Menurut Ferdinand, temuan BPK ini bukanlah perkara biasa dan harus ditindaklanjuti. Mark up klaim cost recovery terbesar ditemukan pada Conoco Phillips & ConocoPhillips (Grissik) Ltd dengan nilai 161,94 juta dolar AS, Total E&P Indonesie dan Inpex Corporation sebesar 67,87 juta dolar AS, serta PT Pertamina EP dan Chevron Pacific Indonesia masing-masing 26,50 juta dolar AS, dan 23,64 juta dolar AS.

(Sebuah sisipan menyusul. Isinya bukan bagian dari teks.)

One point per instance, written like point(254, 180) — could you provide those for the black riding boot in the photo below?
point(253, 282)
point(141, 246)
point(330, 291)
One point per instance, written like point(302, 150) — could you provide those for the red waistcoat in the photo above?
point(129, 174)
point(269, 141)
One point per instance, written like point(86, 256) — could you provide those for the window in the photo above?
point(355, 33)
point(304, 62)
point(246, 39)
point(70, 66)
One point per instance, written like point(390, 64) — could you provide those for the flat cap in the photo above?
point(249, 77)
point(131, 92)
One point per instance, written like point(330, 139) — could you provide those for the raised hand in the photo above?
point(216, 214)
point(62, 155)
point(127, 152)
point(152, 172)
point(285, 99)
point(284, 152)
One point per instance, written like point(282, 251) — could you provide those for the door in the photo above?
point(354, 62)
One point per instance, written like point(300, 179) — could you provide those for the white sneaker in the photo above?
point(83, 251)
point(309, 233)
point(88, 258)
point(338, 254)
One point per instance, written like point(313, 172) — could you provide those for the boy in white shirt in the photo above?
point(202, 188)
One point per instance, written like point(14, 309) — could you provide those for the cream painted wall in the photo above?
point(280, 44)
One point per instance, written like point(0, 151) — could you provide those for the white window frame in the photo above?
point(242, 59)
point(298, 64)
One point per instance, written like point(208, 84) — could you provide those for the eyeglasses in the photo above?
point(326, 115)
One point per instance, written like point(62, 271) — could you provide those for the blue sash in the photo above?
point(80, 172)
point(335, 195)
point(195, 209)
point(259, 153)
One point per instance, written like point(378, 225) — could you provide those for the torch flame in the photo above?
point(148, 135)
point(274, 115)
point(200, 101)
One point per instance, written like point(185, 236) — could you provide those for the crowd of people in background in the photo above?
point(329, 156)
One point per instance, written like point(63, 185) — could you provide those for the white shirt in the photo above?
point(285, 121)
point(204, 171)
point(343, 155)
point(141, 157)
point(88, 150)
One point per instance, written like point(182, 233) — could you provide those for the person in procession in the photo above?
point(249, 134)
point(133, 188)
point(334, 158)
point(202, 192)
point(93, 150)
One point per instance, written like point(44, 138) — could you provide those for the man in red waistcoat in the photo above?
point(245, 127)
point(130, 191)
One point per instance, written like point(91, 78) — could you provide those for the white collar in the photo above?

"Temuan BPK ini temuan serius dengan jumlah (kerugian negara) sangat fantastis. Karena itulah, kami mendesak KPK segera menindaklanjuti temuan BPK. KPK, tunjukkan nyalimu kepada bangsa!" desak Ferdinand.
Dalam hitungan Ferdinand, penggelembungan nilai klaim cost recovery yang ditagihkan KKKS kepada negara sudah berlangsung puluhan tahun. Dia membayangkan jika BPK melakukan audit menyeluruh terhadap pembayaran cost recover minimal 10 tahun terakhir, maka ada ratusan trilliun uang negara yang telah diambil secara tidak sah oleh KKKS dalam bentuk cost recovery.
Ferdinand mengatakan pihaknya sudah berulang kali mendesak pemerintah untuk membongkar pembayaran cost recovery. Berdasarkan penelitiannya ada banyak permainan dalam cost recovery.
"Kami menduga sekitar 3 miliar sampai 5 miliar dolar AS setiap tahun cost recovery yang dibayarkan patut dipertanyakan," katanya.